Complex-valued neural networks for voice anti-spoofing
Authors: Nicolas M. Müller, Philip Sperl, Konstantin Böttinger
Published: 2023-08-22 21:49:38+00:00
AI Summary
This paper proposes using complex-valued neural networks to process complex-valued constant-Q transforms (CQT) of audio for voice anti-spoofing. This approach retains phase information, improving detection accuracy and enabling explainable AI methods. The results show superior performance compared to existing methods on the In-the-Wild dataset.
Abstract
Current anti-spoofing and audio deepfake detection systems use either magnitude spectrogram-based features (such as CQT or Melspectrograms) or raw audio processed through convolution or sinc-layers.

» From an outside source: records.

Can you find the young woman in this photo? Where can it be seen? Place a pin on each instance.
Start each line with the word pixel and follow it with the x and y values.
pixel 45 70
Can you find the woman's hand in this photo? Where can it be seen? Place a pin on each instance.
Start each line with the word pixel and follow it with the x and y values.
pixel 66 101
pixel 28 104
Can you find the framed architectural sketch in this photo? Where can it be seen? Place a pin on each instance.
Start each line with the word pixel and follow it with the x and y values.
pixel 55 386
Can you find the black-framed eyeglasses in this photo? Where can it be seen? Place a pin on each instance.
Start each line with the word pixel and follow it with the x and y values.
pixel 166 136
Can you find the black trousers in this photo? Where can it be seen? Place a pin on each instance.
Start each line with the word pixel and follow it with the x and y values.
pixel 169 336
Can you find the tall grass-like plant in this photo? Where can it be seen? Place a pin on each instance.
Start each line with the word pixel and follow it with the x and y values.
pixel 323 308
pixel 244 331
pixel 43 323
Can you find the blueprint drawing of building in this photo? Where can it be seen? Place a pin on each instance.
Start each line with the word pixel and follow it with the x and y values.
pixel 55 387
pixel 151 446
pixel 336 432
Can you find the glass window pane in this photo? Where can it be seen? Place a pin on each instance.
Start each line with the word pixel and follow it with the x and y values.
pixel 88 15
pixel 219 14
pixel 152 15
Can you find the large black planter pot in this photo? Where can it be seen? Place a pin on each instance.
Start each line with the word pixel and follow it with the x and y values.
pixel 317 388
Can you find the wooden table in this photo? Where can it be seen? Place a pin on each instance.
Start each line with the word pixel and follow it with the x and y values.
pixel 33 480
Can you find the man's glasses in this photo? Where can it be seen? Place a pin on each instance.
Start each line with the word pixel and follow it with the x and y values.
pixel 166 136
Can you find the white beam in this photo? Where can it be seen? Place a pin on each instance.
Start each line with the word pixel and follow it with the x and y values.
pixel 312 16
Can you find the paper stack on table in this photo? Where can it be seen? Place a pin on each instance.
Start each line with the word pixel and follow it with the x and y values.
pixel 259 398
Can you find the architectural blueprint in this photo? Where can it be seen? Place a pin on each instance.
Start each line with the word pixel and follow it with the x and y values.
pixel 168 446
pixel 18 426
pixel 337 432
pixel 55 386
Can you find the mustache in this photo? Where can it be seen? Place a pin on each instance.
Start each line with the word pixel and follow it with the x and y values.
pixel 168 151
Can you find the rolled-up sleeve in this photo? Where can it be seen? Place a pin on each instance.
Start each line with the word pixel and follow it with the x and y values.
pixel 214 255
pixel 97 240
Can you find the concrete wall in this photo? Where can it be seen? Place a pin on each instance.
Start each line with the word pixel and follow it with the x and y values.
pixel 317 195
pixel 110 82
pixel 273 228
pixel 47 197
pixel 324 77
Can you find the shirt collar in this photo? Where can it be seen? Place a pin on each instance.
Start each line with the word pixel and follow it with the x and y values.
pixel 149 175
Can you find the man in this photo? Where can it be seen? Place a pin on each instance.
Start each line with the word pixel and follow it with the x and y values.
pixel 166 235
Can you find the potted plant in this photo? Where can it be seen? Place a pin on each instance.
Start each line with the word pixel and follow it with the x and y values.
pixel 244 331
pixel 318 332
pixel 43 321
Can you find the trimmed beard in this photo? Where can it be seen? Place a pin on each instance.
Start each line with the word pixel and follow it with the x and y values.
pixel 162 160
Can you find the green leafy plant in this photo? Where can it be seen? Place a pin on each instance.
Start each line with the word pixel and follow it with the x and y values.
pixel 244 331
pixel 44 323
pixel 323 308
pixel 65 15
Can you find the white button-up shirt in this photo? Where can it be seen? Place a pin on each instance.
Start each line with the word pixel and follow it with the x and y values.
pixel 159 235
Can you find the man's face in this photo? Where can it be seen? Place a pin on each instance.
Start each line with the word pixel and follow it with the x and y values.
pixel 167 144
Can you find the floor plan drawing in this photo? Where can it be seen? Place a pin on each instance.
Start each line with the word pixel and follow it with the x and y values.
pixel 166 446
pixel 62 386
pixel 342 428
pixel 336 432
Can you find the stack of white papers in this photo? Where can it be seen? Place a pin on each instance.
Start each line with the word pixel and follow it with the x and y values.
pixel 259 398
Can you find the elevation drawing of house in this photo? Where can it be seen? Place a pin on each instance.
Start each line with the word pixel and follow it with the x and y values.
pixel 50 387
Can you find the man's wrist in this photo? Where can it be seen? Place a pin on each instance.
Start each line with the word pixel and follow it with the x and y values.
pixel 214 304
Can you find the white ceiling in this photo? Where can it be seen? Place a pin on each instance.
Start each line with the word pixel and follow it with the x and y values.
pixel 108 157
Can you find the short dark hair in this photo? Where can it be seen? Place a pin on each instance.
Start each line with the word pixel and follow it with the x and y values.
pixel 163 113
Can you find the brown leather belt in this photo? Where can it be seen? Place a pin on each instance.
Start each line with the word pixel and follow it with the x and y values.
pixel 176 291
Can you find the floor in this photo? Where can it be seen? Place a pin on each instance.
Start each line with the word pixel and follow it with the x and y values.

Both methods have drawbacks: magnitude spectrograms discard phase information, which affects audio naturalness, and raw-feature-based models cannot use traditional explainable AI methods. This paper proposes a new approach that combines the benefits of both methods by using complex-valued neural networks to process the complex-valued, CQT frequency-domain representation of the input audio. This method retains phase information and allows for explainable AI methods. Results show that this approach outperforms previous methods on the In-the-Wild anti-spoofing dataset and enables interpretation of the results through explainable AI. Ablation studies confirm that the model has learned to use phase information to detect voice spoofing.